If you are not using python 3, the utf-8 codec can add further programming
problems, especially if you are not a guru....
The script seems very long but I commented too much ... sorry.
It is very useful (at least IMHO...)
It works under Linux. but there is still a little problem which I didn't
solve (at least programmatically...).
# -*- coding: utf-8 -*-
# px.py vers. 11 (pxb.py) # python 2.6.6
# hex-dump w/ or w/out utf-8 chars
# Using spaces as separators, this script shows
# (better than tabnanny) uncorrect indentations.
# to save output > python pxb.py hex.txt > px9_out_hex.txt
nLenN=3 # n. of digits for lines
# version almost thoroughly rewritten on the ground of
# the critics and modifications suggested by Chris Angelico
# in the first version the utf-8 conversion to hex was shown horizontaly:
# 005 # qwerty: non è unicode bensì ascii
# 2 7767773 666 ca 7666666 6667ca 676660
# 3 175249a efe 38 5e93f45 25e33c 13399a
# ... but I had to insert additional chars to keep the
# synchronization between the literal and the hex part
# 005 # qwerty: non è. unicode bensì. ascii
# 2 7767773 666 ca 7666666 6667ca 676660
# 3 175249a efe 38 5e93f45 25e33c 13399a
# in the second version I followed Chris suggestion:
# "to show the hex utf-8 vertically"
# 005 # qwerty: non è unicode bensì ascii
# 2 7767773 666 c 7666666 6667c 676660
# 3 175249a efe 3 5e93f45 25e33 13399a
# a a
# 8 c
# between the two solutions, I selected the first one + syncronization,
# which seems more compact and easier to program (... I'm lazy...)
# various run options:
# std : python px.py file
# bash cat : cat file | python px.py (alias hex)
# bash echo: echo line | python px.py " "
# works on any n. of bytes for utf-8
# For the user: it is helpful to have in a separate file
# all special characters of interest, together with their names.
# error:
# echo '345"789"'|hex > 345"789" 345"789"
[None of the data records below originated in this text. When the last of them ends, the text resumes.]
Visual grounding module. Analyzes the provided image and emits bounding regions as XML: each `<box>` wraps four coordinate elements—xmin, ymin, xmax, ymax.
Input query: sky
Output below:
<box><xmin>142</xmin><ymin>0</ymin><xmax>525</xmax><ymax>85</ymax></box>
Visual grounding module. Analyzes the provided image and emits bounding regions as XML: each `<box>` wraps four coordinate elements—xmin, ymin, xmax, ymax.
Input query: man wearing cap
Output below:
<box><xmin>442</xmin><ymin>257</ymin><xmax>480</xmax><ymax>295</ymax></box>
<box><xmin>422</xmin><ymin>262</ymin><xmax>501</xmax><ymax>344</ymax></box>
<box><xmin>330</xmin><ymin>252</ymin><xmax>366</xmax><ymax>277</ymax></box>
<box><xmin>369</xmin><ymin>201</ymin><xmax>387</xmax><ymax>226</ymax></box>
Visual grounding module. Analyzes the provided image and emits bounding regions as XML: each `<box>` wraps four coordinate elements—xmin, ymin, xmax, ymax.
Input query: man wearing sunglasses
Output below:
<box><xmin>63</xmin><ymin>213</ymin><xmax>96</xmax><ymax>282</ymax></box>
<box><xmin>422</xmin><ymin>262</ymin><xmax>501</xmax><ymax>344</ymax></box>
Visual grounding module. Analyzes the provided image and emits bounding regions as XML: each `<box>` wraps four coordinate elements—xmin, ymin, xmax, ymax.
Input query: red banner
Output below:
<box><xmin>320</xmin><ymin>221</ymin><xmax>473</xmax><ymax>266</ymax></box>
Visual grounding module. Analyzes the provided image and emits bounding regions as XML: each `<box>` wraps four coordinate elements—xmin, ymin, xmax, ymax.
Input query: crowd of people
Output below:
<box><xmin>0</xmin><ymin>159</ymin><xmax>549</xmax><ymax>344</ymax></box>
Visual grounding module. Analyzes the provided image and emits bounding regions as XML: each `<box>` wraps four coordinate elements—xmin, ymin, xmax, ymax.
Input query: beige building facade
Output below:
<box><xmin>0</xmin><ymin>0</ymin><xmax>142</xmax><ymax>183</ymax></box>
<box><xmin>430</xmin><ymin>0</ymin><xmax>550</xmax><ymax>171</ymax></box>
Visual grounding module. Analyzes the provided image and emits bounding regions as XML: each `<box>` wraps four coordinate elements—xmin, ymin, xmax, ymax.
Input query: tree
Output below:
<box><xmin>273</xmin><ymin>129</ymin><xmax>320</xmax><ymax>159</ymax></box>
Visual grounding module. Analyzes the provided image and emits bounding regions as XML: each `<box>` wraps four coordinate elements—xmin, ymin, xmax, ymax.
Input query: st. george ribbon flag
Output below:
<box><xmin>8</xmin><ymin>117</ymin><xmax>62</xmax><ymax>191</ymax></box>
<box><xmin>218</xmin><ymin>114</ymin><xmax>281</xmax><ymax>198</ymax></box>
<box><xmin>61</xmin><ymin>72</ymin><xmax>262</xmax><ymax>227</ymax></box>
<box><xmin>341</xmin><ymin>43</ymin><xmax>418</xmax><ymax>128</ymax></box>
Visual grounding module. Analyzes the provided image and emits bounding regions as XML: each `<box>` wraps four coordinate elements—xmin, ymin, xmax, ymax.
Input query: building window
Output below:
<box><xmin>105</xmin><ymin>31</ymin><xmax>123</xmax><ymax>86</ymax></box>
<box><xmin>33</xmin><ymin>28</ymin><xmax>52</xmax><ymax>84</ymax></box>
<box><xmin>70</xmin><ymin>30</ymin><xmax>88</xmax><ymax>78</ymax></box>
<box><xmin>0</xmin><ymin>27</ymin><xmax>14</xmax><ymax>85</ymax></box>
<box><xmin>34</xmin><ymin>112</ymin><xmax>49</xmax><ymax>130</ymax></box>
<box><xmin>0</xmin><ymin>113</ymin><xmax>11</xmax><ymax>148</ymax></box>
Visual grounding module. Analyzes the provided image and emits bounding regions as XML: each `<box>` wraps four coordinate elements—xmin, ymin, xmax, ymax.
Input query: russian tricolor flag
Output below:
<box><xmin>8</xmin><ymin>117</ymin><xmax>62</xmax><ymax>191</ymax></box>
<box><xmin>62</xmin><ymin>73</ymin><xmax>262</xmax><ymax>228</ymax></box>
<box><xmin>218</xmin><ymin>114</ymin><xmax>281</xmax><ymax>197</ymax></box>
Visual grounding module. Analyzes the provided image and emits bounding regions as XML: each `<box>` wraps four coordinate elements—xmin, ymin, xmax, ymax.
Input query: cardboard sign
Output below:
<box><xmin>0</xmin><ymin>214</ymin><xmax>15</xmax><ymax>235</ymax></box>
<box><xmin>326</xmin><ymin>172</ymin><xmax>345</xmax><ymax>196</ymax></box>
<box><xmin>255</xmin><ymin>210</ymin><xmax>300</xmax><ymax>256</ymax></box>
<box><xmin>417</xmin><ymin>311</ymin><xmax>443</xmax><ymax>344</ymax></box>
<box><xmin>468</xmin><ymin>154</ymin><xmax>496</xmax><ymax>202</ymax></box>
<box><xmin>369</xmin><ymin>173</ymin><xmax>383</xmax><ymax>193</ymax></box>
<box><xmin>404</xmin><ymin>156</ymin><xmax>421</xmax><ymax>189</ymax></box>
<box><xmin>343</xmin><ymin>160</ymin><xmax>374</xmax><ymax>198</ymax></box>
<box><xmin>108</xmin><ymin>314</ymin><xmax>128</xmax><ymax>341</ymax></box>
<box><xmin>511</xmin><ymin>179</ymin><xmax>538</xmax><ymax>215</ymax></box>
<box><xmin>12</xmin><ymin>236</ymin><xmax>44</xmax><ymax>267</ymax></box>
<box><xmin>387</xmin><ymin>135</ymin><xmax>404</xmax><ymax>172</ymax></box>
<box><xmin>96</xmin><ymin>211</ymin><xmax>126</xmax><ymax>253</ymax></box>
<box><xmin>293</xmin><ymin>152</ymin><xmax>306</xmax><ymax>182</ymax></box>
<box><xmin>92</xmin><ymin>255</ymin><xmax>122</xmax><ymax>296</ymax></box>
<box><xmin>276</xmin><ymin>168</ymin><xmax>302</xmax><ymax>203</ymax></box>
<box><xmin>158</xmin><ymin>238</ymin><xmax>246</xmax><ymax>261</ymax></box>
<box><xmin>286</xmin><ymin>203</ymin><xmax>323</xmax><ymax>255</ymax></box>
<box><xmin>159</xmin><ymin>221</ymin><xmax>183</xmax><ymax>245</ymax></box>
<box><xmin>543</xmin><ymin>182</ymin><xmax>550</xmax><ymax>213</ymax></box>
# 33323332 instead of 333233320
# 3452789 a " " 34527892a
# ... correction: avoiding "\n at end of test-line
# echo "345'789'"|hex > 345'789'
# 333233320
# 34577897a
# same error in every run option
# If someone can solve this bug...
###################
import fileinput
import sys, commands
lF=[] # input file as list
for line in fileinput.input(): # handles all the details of args-or-stdin
lF.append(line)
sSpacesXLN = ' ' * (nLenN+1)
for n in xrange(len(lF)):
sLineHexND=lF[n].encode('hex') # ND = no delimiter (space)
sLineHex =lF[n].encode('hex').replace('20',' ')
sLineHexH =sLineHex[::2]
sLineHexL =sLineHex[1::2]
sSynchro=''
for k in xrange(0,len(sLineHexND),2):
if sLineHexND[k]<'8':
sSynchro+= sLineHexND[k]+sLineHexND[k+1]
k+=1
elif sLineHexND[k]=='c':
sSynchro+='c'+sLineHexND[k+1]+sLineHexND[k+2]+sLineHexND[k+3]+'2e'
k+=3
elif sLineHexND[k]=='e':
sSynchro+='e'+sLineHexND[k+1]+sLineHexND[k+2]+sLineHexND[k+3]+\
sLineHexND[k+4]+sLineHexND[k+5]+'2e2e'
k+=5
# text output (synchroinized)
print str(n+1).zfill(nLenN)+' '+sSynchro.decode('hex'),
print sSpacesXLN + sLineHexH
print sSpacesXLN + sLineHexL+ '\n'
If there are problems of understanding, probably due to fonts, the best
thing is import it in an editor with "mono" fonts...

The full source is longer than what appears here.